The age of the overwhelming
Pain and poignancy collide in 70 sonnets
We live in an age of the overwhelming: social media, societal schisms and activism, Charlottesville, North Korea, and Donald Trump, just to name a few.
We also live, still, in an age of pertinent and existential questions cracking away at what overwhelms us. In his sixth book, “American Sonnets for My Past and Future Assassin,” Terrance Hayes, the poetry editor for The New York Times Sunday Magazine and 2014 MacArthur Fellow, forces us to face the fury of such questions.
Pain and poignancy collide in this collection of 70 sonnets — all of them bearing the book’s title — spread across five sections of 14 sonnets each, a meta nod to the awareness and introspection the book aims to deliver. And deliver it does. Over the course of these poems, Mr. Hayes, a former professor of poetry at the University of Pittsburgh, persuasively asks what room a “MAGA” world leaves for Blackness, for fatherhood, for freedom, and for the self.
The title of the book, and in turn the title of each poem, begs these questions outright. There’s an inescapability to this title, a specter set over the sonnets — who is the assassin? What is in the speaker’s past and future that suggest assassination? What does the gesture of sonnets for this assassin imply about the speaker?
Perhaps one possible answer is a familiar menace. “Why are you bugging me you stank minuscule husk / Of musk, muster & deliberation crawling over reasons / And possessions I have & have not touched?” a poem early on asks with a (not so)-subtle finger pointed to the president. It pulls no punches when it says, “… I pray for a black boy / Who lifts you to a flame with bedeviled tweezers / Until mercy rises & disappears.” What America once was, and what it threatens to be again perhaps, is an early candidate for Mr. Hayes’ assassin. This foe, however, is often deftly dodged through the book’s form of choice.
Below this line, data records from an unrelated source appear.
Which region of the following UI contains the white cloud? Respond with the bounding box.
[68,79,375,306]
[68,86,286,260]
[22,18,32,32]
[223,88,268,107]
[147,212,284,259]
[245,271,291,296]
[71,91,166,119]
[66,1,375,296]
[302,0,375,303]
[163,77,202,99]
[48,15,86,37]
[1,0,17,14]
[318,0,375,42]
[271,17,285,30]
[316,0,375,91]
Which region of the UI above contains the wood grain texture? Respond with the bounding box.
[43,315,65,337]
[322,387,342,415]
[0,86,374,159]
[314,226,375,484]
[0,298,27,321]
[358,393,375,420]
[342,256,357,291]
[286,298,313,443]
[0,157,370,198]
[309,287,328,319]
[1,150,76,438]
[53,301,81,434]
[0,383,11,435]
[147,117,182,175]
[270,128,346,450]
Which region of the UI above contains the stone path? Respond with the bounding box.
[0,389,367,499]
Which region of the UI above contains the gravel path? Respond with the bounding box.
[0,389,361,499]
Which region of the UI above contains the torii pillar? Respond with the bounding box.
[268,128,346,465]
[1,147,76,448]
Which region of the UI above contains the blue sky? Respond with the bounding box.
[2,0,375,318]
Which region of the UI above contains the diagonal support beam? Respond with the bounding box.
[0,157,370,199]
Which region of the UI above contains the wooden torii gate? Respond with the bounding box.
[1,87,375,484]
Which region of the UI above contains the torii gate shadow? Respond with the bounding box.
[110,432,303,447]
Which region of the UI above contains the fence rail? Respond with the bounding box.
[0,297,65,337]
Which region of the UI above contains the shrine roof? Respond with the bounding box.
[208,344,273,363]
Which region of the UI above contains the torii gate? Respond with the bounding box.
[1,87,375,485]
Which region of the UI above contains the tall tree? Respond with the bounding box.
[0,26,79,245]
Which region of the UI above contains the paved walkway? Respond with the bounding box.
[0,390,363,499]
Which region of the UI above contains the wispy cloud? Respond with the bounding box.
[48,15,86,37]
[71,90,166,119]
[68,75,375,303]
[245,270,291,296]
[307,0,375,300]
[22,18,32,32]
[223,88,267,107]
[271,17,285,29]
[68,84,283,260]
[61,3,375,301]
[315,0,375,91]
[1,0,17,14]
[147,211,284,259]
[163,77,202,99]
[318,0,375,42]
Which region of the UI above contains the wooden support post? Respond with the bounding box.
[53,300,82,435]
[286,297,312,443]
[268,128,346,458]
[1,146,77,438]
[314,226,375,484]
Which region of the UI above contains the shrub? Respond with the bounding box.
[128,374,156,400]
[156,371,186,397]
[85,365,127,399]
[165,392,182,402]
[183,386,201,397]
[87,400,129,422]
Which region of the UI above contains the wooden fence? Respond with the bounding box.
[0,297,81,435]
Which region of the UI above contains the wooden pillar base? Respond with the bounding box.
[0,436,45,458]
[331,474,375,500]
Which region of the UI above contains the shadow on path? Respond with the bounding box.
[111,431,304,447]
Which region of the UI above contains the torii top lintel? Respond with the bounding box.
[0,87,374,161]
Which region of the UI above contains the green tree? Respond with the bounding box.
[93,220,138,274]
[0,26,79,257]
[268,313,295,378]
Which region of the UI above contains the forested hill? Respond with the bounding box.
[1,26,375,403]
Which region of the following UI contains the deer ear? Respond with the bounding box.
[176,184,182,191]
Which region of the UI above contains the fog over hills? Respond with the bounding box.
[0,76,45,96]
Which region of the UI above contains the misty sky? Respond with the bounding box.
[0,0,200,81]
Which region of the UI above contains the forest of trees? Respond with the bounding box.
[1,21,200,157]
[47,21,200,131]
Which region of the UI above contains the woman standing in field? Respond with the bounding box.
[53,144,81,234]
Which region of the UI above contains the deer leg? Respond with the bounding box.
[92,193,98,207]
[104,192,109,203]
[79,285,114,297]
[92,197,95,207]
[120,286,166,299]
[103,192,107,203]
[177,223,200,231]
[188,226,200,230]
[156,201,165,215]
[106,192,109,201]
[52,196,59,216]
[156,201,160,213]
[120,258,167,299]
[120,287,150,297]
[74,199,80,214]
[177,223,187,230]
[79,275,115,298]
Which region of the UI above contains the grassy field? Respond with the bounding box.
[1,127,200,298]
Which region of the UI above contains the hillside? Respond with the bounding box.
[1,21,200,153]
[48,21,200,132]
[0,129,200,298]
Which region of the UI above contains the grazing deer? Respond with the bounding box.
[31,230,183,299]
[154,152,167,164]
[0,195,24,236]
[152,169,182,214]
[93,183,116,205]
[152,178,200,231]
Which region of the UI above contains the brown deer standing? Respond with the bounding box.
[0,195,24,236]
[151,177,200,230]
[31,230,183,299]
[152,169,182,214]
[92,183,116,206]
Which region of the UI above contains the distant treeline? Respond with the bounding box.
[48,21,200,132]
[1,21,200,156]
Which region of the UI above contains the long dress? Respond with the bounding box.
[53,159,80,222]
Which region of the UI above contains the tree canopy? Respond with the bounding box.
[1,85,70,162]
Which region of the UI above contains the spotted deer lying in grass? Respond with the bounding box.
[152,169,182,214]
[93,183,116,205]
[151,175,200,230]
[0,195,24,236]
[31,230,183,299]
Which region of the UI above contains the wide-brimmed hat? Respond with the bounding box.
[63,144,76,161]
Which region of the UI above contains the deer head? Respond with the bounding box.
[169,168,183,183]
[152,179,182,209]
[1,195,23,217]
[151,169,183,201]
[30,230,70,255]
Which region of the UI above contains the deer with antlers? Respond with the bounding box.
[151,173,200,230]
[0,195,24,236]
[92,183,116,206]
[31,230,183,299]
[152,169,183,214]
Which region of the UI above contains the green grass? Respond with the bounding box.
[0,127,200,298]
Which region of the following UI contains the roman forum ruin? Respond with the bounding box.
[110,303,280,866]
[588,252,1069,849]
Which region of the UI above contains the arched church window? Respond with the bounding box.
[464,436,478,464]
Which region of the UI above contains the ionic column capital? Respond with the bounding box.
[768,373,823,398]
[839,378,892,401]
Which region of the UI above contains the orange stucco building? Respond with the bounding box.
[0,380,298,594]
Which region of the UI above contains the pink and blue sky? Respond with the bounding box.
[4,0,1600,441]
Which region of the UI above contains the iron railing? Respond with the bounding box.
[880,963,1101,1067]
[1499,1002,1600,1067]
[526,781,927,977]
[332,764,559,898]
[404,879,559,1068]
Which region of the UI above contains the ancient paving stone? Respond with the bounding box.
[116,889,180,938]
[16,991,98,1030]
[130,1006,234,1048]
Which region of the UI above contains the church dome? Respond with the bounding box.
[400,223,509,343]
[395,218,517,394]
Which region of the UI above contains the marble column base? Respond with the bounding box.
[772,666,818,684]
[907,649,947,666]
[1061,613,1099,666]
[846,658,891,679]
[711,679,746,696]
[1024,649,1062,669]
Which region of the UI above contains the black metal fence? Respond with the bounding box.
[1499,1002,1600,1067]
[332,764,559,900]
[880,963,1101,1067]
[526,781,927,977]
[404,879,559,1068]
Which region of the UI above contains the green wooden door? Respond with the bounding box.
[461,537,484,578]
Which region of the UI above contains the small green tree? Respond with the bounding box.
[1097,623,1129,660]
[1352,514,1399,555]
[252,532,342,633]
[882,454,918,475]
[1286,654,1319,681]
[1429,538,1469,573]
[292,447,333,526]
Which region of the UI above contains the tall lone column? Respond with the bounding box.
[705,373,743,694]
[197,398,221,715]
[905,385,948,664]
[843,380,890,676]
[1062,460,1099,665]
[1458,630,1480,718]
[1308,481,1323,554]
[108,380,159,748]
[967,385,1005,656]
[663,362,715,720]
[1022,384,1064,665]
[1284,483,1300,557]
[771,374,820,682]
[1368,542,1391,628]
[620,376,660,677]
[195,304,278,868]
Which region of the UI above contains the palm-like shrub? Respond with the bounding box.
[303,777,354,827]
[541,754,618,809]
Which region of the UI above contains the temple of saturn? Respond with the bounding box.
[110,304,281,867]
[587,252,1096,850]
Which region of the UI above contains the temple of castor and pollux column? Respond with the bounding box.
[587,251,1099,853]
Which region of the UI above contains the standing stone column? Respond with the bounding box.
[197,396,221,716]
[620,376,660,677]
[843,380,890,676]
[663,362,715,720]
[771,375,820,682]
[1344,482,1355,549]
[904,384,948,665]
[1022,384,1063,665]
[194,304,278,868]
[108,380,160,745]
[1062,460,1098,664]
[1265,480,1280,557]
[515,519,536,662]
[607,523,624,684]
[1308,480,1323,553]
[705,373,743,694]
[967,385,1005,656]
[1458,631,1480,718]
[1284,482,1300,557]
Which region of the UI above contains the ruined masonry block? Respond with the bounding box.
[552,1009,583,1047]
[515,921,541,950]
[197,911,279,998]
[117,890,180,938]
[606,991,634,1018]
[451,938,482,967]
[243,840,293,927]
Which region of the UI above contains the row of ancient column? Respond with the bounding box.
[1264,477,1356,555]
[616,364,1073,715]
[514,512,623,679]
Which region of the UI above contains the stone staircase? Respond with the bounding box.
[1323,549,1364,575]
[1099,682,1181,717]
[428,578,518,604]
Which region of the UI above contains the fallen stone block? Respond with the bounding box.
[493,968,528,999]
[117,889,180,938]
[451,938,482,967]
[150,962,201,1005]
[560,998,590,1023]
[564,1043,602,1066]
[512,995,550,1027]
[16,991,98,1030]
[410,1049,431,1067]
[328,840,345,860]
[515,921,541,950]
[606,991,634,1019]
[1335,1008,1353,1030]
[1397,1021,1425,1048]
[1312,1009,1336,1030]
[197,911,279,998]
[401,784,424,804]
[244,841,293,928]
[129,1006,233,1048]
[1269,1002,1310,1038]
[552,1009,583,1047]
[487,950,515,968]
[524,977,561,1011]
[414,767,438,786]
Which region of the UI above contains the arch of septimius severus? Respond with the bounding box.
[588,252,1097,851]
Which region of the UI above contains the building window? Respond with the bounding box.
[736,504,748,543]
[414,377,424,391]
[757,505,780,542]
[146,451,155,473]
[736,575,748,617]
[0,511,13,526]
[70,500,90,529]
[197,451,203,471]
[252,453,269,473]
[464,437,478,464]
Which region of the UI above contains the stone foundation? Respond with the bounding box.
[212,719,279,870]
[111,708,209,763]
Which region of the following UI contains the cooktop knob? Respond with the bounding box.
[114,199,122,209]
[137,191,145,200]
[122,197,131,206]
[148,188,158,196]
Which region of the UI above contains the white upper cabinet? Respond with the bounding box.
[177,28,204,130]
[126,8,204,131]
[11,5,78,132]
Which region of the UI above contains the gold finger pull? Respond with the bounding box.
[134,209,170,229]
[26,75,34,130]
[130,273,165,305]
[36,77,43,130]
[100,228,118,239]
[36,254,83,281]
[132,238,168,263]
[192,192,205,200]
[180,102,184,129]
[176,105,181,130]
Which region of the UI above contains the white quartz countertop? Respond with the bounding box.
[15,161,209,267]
For me, the sonnet is an old and storied, if not somewhat dry, form, but in Mr. Hayes’ hands it finds new agency, particularly in how the Volta becomes like a quantum particle between any given 14 lines. “Probably all our encounters are existential / Jambalaya” a later poem states, the conditional syntax both something of a barrier and an entrance to deeper perspective; “… After blackness was invented / People began seeing ghosts.” Here, Mr. Hayes delights in taking the ordinary and cracking it open ever so slightly to reveal to us something beyond ordinary, as the poem concludes: “Something happens everywhere in this country / Every day. Someone is praying, someone is prey. / Probably blindness has a chewed heart / In its belly, or a gate opening upon another gate.” When the turns of the poem can come along any point of these sonnets, or even as its bookends, we realize they’re a sort of past and future in their own rights.
As much as the intensity of the book points outward, it finds space to anticipate the assassin in what I find to be a surprising place: the self. Midway through, a poem ponders “To be dead & alive at the same time. / A son finds his father handsome because / The son can almost see how he might / Become superb as the scar above a wound.” A past, a future, and an in-betweenness are all at work in these musings. “He almost sees in his boy’s face, an openness / Like a wound before it scars.” This pondering carries over in later poems unambiguously concerned with family: “You have a gun but to use the poison / You have your son dip a rose in venom / …You have a gun but to use the dagger / You decide your daughter should dangle / It beneath her dress.” The work in this poem reverberates with urgency, with questioning, with preoccupations of (dis)connection.
Through these poems, readers find themselves caught squarely in the unbeatable peril of the speaker, at once chased by a past America rearing up old ugliness and by a future that appears more mirror than canvas — a cracking mirror, at that. There is a danger threatened from all around, and even from within.
And what is more overwhelming than the consideration of a past and future assassin? All across “American Sonnets for My Past and Future Assassin” there are familiar, threatening visages greeting the speaker. The provocative title implies a deadness on both ends of the present moment for its speaker, and the singular use of “assassin” implies the same cause of death on either end; yet in the middle is a vibrancy of poems unafraid to peer into the personal, the political, the familial, the niche and the everyday.
In “American Sonnets for My Past and Future Assassin,” this urgency is expressed through the finely honed wit, lyricism, and poetic prowess of Terrance Hayes. We see this at the end of the collection, where an index of the sonnets finds itself in the form of a Cento, five ending sonnets composed of all the first lines of first 70 — a beautiful collapsing of the book’s message and heart.
And perhaps the takeaway of Mr. Hayes’ work here is that what lies in between is heart — a pounding of poems that stays in the chest long after the pages are set down. These poems stay with me, they linger, they poke and ask questions, and this is the book’s success. What more can one ask from poetry?